Les adapteurs sont si agités qu'ils avaient subtilisé dans les boîtes aux lettres des Pères synodaux le livre "Rester dans la vérité du Christ" contenant les essais de cinq cardinaux sur le thème du mariage, en réponse au discours prononcé par le cardinal Walter Kasper au Consistoire extraordinaire de Février 2014. Subtiliser ces livres était un moyen de faire taire une voix dans le débat.

Plus encore, les "adapteurs" sont si agités par l'annonce d'un nouveau livre, contenant également des essais écrits par des cardinaux, qui sera publié dans les prochains mois (cf. Synode: l'équipe des onze), qu'ils le qualifient de "nouvelle réfutation de la thèse de Kasper", alors qu'en fait, le cardinal Kasper n'est nullement l'objet de ce livre. Le livre met plutôt en avant, dans une perspective positive, des propositions pastorales en harmonie avec la doctrine de l'Eglise.

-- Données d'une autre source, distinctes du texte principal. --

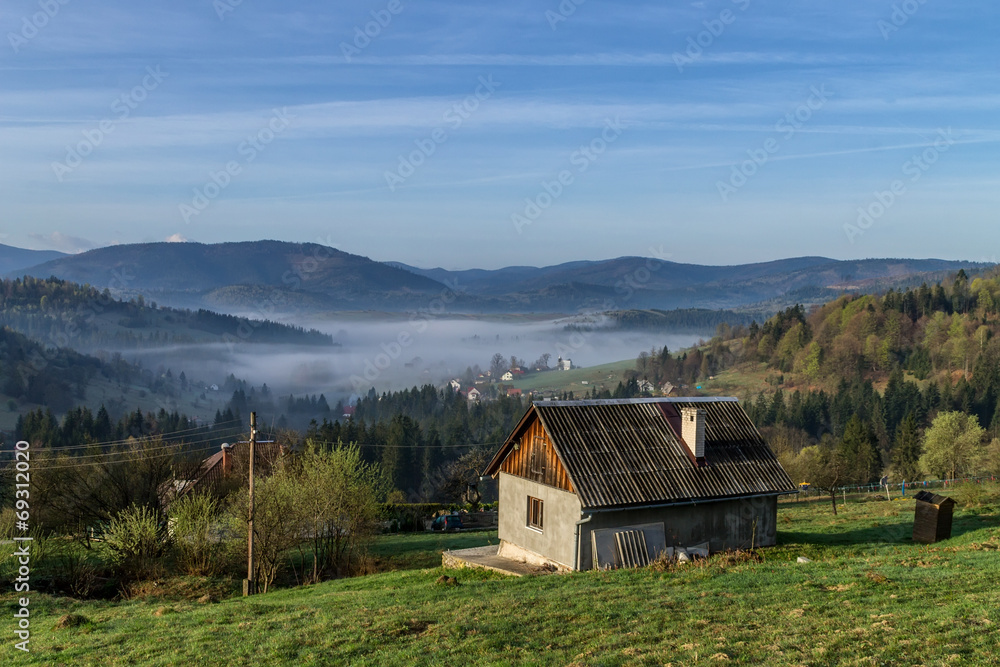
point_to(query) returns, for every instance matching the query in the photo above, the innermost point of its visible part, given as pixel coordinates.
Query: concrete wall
(724, 525)
(561, 511)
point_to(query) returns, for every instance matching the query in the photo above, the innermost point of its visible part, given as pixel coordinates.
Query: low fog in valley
(393, 354)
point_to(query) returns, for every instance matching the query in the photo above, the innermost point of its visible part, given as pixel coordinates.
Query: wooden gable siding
(535, 459)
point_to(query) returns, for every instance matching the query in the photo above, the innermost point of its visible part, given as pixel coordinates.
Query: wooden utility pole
(249, 585)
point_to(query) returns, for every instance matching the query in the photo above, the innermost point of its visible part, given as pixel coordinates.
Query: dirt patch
(71, 621)
(413, 627)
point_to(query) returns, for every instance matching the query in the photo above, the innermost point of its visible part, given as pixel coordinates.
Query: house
(580, 481)
(224, 470)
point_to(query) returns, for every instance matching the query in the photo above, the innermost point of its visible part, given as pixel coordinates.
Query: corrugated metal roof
(623, 453)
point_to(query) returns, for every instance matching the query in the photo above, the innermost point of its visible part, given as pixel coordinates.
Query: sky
(481, 134)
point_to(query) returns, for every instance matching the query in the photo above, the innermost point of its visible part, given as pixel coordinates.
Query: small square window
(534, 513)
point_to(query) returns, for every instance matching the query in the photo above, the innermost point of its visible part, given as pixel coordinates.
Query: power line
(128, 454)
(164, 436)
(97, 463)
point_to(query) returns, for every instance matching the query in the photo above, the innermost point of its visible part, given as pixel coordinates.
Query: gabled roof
(626, 453)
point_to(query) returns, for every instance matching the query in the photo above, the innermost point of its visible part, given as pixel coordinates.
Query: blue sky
(710, 132)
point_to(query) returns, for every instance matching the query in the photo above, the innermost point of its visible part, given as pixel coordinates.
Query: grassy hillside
(870, 596)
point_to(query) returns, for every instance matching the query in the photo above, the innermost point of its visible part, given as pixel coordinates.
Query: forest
(65, 314)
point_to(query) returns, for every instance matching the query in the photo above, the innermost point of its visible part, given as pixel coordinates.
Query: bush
(971, 494)
(197, 545)
(136, 541)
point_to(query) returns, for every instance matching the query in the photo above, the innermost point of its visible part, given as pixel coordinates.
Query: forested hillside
(66, 314)
(867, 385)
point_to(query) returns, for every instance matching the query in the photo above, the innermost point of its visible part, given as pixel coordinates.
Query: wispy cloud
(62, 242)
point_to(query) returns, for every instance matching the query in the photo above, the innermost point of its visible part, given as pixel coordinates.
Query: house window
(534, 513)
(538, 456)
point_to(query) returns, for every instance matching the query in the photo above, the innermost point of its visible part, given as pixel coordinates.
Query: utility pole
(249, 585)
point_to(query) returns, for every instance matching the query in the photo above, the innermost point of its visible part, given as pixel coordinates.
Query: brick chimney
(227, 459)
(693, 432)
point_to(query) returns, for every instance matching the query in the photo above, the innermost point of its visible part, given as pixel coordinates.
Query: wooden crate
(932, 518)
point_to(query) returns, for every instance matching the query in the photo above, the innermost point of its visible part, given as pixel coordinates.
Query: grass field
(869, 597)
(604, 376)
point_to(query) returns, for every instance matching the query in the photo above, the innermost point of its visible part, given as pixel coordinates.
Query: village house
(610, 483)
(225, 470)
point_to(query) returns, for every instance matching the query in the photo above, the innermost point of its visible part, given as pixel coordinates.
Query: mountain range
(14, 259)
(276, 276)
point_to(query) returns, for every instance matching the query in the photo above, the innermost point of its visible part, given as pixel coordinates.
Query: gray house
(612, 483)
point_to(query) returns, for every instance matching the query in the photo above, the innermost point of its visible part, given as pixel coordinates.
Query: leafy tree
(858, 454)
(906, 450)
(952, 445)
(823, 467)
(498, 366)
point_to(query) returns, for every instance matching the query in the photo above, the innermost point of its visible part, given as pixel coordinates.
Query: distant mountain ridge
(184, 274)
(14, 259)
(276, 276)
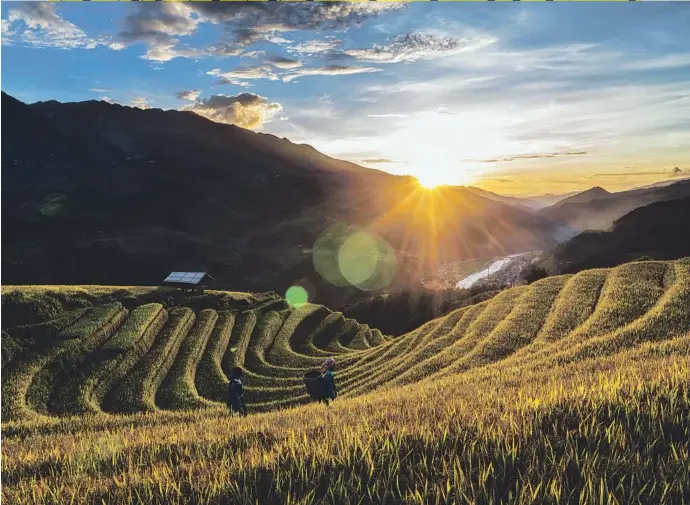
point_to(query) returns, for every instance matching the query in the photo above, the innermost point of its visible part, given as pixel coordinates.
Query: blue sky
(518, 98)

Le coordinateur de ce livre est un professeur allemand, et pas le même que celui de "Rester dans la vérité du Christ". Ce nouveau livre est la réponse des "suiveurs" aux "adapteurs". En fin de compte, ces suiveurs disent que il existe une voie pastorale qui peut être explorée, une voie qui ne nécessite pas la foi pour être adaptée à la réalité, et qui ne nécessite pas d'abandonner l'objectif de façonner la société selon la doctrine catholique du bien commun.

Ce pontificat est le cadre d'un débat entre les adapeurs et les suiveurs. La dialectique entre ces deux groupes se prolonge dans tous les domaines de la théologie et de la vie ecclésiale. Par exemple, dans le domaine de la réforme de la Curie: les "suiveurs" constituent le "Vatican caché" (ndt: un concept forgé par Andrea Gagliarducci, cf. ICI), tandis que "adapteurs" sont ceux qui travaillent pour une réforme purement fonctionnelle des structures - une réforme "mondaine", en réalité.

Nous ne pouvons pas comprendre ce pontificat sans les lentilles de cette dialectique qui représente l'évolution de l'opposition entre conservateurs et progressistes.